PySerial makes Python a great tool for serial communications from a computer, as it can be easily combined with other powerful Python libraries to create full-scale applications. In my case, I’m using PyQt with its plotting supplementary PyQwt to create nice "live" plotting applications, that can be combined with the serial port. Here’s a demo:
Download plotting_data_monitor.zip – it’s a small demo application written in Python that requires the following modules to be installed on your machine:
What does it do? Well, it basically shows how to combine all these powers of Python into a single application in a simple way. You can choose a serial port and then run the monitor (all via the menu). If another program is sending data to the specified port, you’ll see the plot updating "in real time":
If you have nothing sending data to your machine, no worries. If you’ve installed com0com or a similar virtual port emulator like I explained here, configure it to connect two ports together.
Then, download sender_sim.py which is a very simple data-sending script (the data it provides is a pleasant pseudo-randomized sinusoid). You may want to change the port name hard-coded in it, if your port numbers are different.

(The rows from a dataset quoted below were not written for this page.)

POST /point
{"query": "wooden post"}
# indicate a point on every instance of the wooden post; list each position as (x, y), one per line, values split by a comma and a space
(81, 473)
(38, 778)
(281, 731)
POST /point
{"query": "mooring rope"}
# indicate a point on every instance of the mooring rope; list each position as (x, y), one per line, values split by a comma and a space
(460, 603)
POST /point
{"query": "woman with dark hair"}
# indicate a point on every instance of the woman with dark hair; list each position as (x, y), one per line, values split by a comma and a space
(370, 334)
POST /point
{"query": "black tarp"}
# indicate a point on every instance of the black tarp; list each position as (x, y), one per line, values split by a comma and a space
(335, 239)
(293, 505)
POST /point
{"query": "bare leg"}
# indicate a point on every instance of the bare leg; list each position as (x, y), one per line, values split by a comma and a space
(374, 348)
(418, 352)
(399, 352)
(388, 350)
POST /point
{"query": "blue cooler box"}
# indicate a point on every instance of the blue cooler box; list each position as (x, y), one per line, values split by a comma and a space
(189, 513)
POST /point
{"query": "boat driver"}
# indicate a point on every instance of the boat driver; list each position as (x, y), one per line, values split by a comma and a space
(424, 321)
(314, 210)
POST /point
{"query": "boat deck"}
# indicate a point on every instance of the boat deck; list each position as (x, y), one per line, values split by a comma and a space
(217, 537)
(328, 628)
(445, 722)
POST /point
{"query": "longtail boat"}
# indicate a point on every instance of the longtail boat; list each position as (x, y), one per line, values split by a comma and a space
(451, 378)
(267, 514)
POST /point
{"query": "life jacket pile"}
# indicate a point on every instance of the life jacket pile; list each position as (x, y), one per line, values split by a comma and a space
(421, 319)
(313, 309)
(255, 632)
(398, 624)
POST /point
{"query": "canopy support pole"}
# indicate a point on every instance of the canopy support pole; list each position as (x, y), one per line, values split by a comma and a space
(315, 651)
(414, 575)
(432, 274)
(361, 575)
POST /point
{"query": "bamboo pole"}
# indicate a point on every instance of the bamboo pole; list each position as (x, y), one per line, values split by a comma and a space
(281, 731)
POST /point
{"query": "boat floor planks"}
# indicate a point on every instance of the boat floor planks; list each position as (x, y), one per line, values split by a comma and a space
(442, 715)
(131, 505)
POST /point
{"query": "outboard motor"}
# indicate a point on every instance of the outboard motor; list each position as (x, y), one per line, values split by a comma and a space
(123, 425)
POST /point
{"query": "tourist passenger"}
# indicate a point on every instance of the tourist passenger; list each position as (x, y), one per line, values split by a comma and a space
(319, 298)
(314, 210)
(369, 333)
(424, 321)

When both this sender and the monitor run on the same machine, you’ll be able to see the live plotting. Note that I’ve added a couple of extra features from PyQwt:
- A "thermo" bar that shows the average temperature
- A knob that sets how often the monitor updates the screen
These widgets, and a few others, make PyQwt quite a nice library for emulating Labview-type "lab control" applications in Python. I recommend it highly.
How does it work
The monitor is a toy demo, but it’s based on a few powerful tools I use for real applications. For example, the serial communication itself is performed in a separate thread (in the com_monitor module). The thread issues blocking reads on the serial port in a loop, and communicates the data to the GUI via a Queue (together with an accurate timestamp for every data chunk received). This is a robust and safe implementation that can be used for many kinds of GUI-based monitoring applications.
The GUI itself is updated using a periodic timer (QTimer) that runs whenever the monitor is running. The timer event handler checks whether new data has arrived from the monitor and updates the display widgets accordingly.
The rest of the code is your usual PyQt bureaucracy – creating the menu, the status bar, the GUI widgets, laying everything out nicely and connecting events.
I hope people will find this code useful. If you have trouble running it or understanding how it works, let me know. I recommend using the latest Python 2.6 versions of all the required modules. I checked it only on Windows, but there’s no reason whatsoever for it not to run on other OSes out of the box.